Having so concluded, we affirm in part, reverse in part, and recast the judgment of the trial court as follows:

That part of the judgment in favor of Pamela Duchmann and against Allstate Insurance Company and Dorothy S. Famu-lara, in the sum of $1,000.00, with interest from date of judicial demand, is affirmed. That part of the judgment in favor of Henry G. Duchmann, and against Allstate Insurance Company and Dorothy S. Famu-lara, in solido, in the sum of $566.69, with interest from date of judicial demand, is affirmed. That part of the judgment dismissing Kathleen and Michael Zammit’s suit against Allstate Insurance Company and Dorothy S. Famulara is reversed and set aside. That part of the judgment in favor of third-party plaintiffs Allstate Insurance Company and Dorothy S. Famulara and against third-party defendants Michael Zammit and Kathleen Torres Zammit for one-half of the amount of the judgment for which the third-party plaintiffs have been cast is reversed and set aside.
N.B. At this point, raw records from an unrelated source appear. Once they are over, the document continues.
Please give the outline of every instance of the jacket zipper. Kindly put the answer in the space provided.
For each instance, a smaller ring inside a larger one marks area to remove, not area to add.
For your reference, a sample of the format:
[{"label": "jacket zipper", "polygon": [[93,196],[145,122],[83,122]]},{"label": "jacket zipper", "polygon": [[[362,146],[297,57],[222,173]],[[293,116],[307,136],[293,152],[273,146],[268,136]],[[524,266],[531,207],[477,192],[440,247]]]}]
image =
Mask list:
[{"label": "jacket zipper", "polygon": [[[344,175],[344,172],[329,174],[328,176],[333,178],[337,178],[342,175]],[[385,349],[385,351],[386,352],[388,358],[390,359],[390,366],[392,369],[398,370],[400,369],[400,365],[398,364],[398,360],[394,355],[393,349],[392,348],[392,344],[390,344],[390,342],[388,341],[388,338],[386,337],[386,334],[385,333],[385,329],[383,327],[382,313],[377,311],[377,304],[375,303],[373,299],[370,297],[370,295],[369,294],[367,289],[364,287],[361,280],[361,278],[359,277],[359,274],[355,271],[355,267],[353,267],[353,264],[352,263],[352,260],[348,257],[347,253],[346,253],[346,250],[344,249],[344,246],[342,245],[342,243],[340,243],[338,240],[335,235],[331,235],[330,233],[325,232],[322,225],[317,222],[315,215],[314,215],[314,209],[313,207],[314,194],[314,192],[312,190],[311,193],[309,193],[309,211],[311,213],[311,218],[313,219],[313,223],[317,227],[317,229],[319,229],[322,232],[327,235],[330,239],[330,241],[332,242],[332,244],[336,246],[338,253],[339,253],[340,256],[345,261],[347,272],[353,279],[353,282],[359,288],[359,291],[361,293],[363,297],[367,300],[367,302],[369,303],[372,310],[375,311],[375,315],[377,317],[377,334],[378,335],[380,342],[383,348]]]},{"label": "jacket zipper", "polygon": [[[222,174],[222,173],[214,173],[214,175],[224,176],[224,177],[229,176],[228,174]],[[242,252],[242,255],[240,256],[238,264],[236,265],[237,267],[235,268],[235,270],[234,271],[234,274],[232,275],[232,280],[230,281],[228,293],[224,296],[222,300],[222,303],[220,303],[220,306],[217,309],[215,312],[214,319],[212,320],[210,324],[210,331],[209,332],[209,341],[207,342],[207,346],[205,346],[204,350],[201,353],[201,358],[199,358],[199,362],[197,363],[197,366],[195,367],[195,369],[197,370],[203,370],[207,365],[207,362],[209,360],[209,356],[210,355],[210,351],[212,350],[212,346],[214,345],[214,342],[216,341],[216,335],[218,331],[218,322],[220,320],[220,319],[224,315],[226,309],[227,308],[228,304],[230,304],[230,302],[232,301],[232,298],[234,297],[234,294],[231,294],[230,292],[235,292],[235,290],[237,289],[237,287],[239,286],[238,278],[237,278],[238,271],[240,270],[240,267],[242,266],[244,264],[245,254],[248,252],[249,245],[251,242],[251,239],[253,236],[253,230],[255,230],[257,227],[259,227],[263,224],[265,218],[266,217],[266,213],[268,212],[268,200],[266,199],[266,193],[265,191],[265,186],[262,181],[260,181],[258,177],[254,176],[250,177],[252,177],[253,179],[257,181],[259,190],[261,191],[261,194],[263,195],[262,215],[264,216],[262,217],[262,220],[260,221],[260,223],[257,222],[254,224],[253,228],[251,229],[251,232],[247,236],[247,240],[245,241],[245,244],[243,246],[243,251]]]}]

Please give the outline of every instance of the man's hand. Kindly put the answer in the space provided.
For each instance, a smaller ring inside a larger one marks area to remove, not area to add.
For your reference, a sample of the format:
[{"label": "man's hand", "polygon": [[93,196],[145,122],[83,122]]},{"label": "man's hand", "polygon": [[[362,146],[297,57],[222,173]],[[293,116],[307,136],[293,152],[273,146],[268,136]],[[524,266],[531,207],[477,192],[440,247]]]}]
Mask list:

It is further ordered, adjudged and decreed that judgment be rendered in favor of Kathleen Torres Zammit and against Allstate Insurance Company and Dorothy S. Famulara, in solido, in the sum of $1,000.00 together with interest from date of judicial demand, and further that there be judgment in favor of Michael Zammit and against Allstate Insurance Company and Dorothy S. Famulara, in solido in the sum of $508.00, with interest from date of judicial demand. Costs to be paid by Allstate Insurance Company and Dorothy Famulara.

AFFIRMED IN PART, AMENDED IN PART, REVERSED IN PART, AND RENDERED.